Suara.com - Pemerintah Provinsi (Pemprov) DKI Jakarta meluncurkan kebijakan insentif fiskal yang signifikan bagi sektor perhotelan, restoran, dan usaha makanan-minuman.
Kebijakan ini diambil di tengah kondisi industri yang sedang tertekan oleh penurunan tingkat hunian, lonjakan biaya operasional, dan ancaman pemutusan hubungan kerja (PHK) massal.
Gubernur DKI Jakarta, Pramono Anung, menegaskan bahwa pemberian keringanan pajak ini bukanlah sekadar respons atas keluhan pengusaha, melainkan sebuah intervensi strategis untuk menjaga stabilitas dan pertumbuhan ekonomi ibu kota.
"Ini bukan karena keluhan, tapi memang pemerintah daerah harus melakukan intervensi supaya pertumbuhan ekonomi tetap terjaga," kata Pramono di Balai Kota, Senin (25/8/2025).
Ia menambahkan, kebijakan ini krusial untuk mempertahankan kinerja ekonomi Jakarta yang secara historis tumbuh lebih cepat dibandingkan rata-rata nasional.

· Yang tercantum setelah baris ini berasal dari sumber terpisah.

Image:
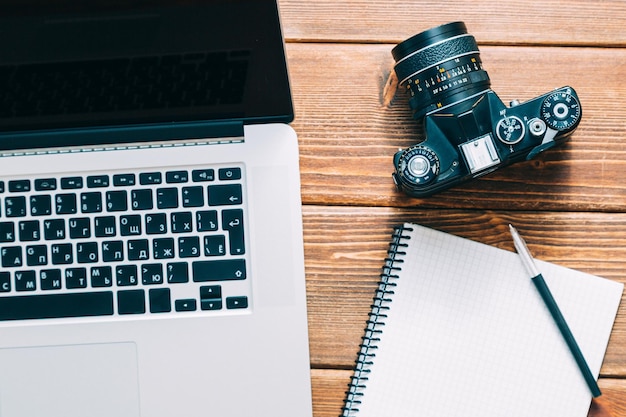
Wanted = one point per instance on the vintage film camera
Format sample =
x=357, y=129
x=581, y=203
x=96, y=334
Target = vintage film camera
x=469, y=131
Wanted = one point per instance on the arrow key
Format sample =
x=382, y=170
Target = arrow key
x=225, y=195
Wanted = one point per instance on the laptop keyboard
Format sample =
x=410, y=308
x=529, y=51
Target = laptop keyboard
x=123, y=244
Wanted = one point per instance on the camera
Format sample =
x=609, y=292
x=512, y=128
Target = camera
x=469, y=131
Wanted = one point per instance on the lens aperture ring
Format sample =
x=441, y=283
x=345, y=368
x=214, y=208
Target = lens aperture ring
x=435, y=54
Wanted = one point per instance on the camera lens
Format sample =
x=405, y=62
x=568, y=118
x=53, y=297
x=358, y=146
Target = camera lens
x=440, y=66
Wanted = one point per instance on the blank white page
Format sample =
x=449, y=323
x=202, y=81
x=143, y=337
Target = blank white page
x=467, y=334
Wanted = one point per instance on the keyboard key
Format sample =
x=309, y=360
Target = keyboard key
x=202, y=175
x=54, y=229
x=182, y=222
x=65, y=203
x=126, y=275
x=46, y=184
x=29, y=231
x=160, y=301
x=130, y=225
x=232, y=222
x=71, y=183
x=50, y=279
x=11, y=256
x=15, y=206
x=101, y=276
x=177, y=272
x=226, y=174
x=41, y=205
x=56, y=305
x=104, y=226
x=36, y=255
x=5, y=281
x=123, y=180
x=116, y=200
x=19, y=186
x=219, y=270
x=215, y=245
x=224, y=195
x=25, y=281
x=7, y=232
x=188, y=304
x=163, y=248
x=91, y=202
x=211, y=304
x=131, y=302
x=97, y=181
x=206, y=221
x=141, y=199
x=152, y=274
x=138, y=249
x=189, y=247
x=112, y=251
x=236, y=302
x=61, y=254
x=210, y=292
x=193, y=196
x=176, y=177
x=87, y=252
x=80, y=228
x=156, y=223
x=167, y=198
x=75, y=278
x=149, y=178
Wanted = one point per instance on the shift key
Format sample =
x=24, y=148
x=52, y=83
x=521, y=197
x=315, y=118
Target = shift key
x=219, y=270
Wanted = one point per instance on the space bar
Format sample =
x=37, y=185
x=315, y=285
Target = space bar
x=50, y=306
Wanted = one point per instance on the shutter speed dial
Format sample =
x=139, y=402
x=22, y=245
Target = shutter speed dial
x=510, y=130
x=420, y=165
x=561, y=110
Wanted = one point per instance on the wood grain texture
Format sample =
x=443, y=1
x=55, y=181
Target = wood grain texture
x=569, y=203
x=329, y=386
x=345, y=248
x=577, y=22
x=348, y=137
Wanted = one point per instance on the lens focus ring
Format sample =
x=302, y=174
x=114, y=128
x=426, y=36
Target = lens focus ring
x=435, y=54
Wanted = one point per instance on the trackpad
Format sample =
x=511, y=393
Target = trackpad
x=70, y=381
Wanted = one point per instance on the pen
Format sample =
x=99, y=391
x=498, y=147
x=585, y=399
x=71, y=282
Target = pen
x=543, y=289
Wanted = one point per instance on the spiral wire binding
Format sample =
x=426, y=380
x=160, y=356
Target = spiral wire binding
x=375, y=323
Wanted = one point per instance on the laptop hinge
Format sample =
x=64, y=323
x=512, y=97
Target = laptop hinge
x=123, y=136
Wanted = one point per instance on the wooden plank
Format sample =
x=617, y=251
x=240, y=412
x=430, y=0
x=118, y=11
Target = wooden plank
x=345, y=248
x=577, y=22
x=329, y=387
x=348, y=133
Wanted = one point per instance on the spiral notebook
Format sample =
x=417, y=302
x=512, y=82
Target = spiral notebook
x=458, y=329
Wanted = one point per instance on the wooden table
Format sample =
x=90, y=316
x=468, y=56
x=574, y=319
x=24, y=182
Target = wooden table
x=569, y=203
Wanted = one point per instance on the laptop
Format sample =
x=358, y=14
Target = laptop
x=151, y=255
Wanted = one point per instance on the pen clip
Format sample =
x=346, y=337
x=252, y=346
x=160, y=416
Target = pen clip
x=524, y=252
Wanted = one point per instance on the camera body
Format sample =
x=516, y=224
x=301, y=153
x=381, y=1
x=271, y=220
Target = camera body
x=469, y=131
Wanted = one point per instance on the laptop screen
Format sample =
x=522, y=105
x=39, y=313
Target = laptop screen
x=67, y=64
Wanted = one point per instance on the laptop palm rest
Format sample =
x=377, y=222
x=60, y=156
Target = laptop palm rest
x=73, y=381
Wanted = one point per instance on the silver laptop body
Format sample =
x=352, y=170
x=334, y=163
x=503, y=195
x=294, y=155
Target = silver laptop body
x=151, y=259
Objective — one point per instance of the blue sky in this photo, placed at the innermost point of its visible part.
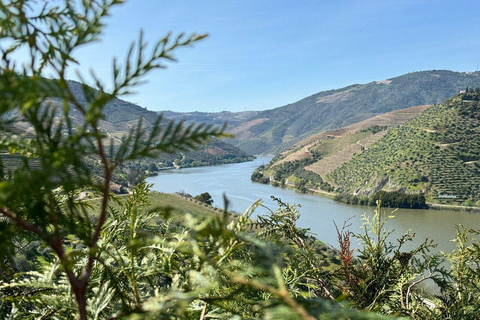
(265, 54)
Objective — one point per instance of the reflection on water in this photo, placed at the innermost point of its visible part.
(317, 213)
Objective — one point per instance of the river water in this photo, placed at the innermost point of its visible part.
(317, 213)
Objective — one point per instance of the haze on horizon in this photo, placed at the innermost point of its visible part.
(262, 55)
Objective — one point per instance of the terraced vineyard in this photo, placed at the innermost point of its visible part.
(313, 158)
(436, 153)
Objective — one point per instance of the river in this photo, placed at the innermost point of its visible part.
(317, 213)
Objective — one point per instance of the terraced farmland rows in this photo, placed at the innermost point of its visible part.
(435, 154)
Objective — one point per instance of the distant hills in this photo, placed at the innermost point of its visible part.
(272, 131)
(428, 150)
(120, 117)
(436, 153)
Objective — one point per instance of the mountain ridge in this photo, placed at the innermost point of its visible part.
(271, 131)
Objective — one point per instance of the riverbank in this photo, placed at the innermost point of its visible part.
(440, 206)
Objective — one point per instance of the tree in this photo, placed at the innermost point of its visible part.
(205, 198)
(40, 196)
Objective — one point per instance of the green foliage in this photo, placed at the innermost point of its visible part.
(462, 298)
(205, 198)
(51, 210)
(392, 199)
(434, 154)
(384, 277)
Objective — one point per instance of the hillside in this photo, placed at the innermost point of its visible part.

"Jakarta pertumbuhan ekonominya selalu di atas nasional, jadi supaya ini bisa terjaga maka salah satunya diberikan keringanan pajak ini," ujar Pramono.

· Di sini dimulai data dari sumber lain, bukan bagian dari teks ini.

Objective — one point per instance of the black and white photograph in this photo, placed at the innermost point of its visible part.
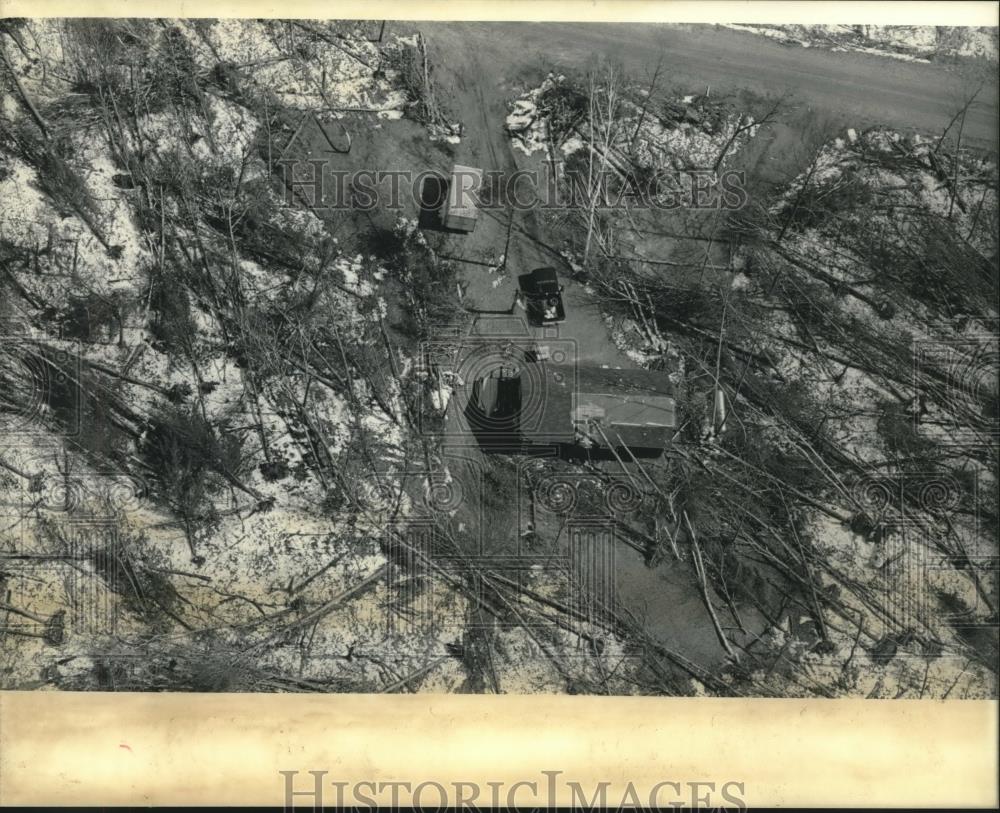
(509, 358)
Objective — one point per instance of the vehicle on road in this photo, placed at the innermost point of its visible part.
(542, 296)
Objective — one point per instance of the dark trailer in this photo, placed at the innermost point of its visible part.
(543, 296)
(582, 410)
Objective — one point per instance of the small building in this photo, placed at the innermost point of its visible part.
(582, 409)
(460, 211)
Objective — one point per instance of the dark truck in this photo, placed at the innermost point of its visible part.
(542, 296)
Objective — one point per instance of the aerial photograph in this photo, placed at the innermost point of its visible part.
(384, 356)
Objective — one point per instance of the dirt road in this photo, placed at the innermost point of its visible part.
(479, 67)
(860, 89)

Pramono menekankan bahwa Pemprov DKI tidak ingin membebani pelaku usaha dengan pungutan pajak yang berlebihan di tengah tantangan ekonomi saat ini.
"Sehingga apapun kami melihat harus ada, bukan cukup, tapi ini kan tidak baik juga kalau kemudian Jakarta mungut pajaknya lebih gede," tuturnya.
Skema Keringanan Pajak Berdasarkan Kepgub 722/2025
Baca Juga: Jakarta Membara! Pos Polisi Slipi Dibakar Massa, Gubernur Pramono Malah Santai: Aman-aman Saja
Keringanan pajak ini diatur secara resmi dalam Keputusan Gubernur Nomor 722 Tahun 2025 dan berlaku efektif mulai Agustus hingga Desember 2025.
Rinciannya adalah sebagai berikut:
- Jasa Perhotelan: Diskon pajak sebesar 50 persen berlaku dari Agustus hingga September 2025.
- Jasa Perhotelan: Diskon pajak sebesar 20 persen berlaku dari Oktober hingga Desember 2025.
- Makanan dan Minuman: Diskon pajak sebesar 20 persen berlaku dari Agustus hingga Desember 2025.
"Keputusan Gubernur ini memutuskan, yang pertama untuk pajak barang dan jasa tertentu atas jasa perhotelan sebesar 50 persen lebih murah dari yang harus dibayar. Jadi misalnya kalau bayarnya 10 maka ya separuh untuk itu yang dibayarkan ke pajak Provinsi DKI Jakarta sampai dengan bulan September," jelasnya.
Setelah periode tersebut berakhir, potongan pajak berlanjut namun dengan besaran yang lebih kecil.
"Untuk pajak hotel itu diberikan potongan 20 persen dari pajak yang seharusnya dibayarkan untuk bulan Oktober, November, dan Desember," lanjutnya.
Tak hanya sektor hotel, keringanan pajak juga menyasar industri makanan dan minuman.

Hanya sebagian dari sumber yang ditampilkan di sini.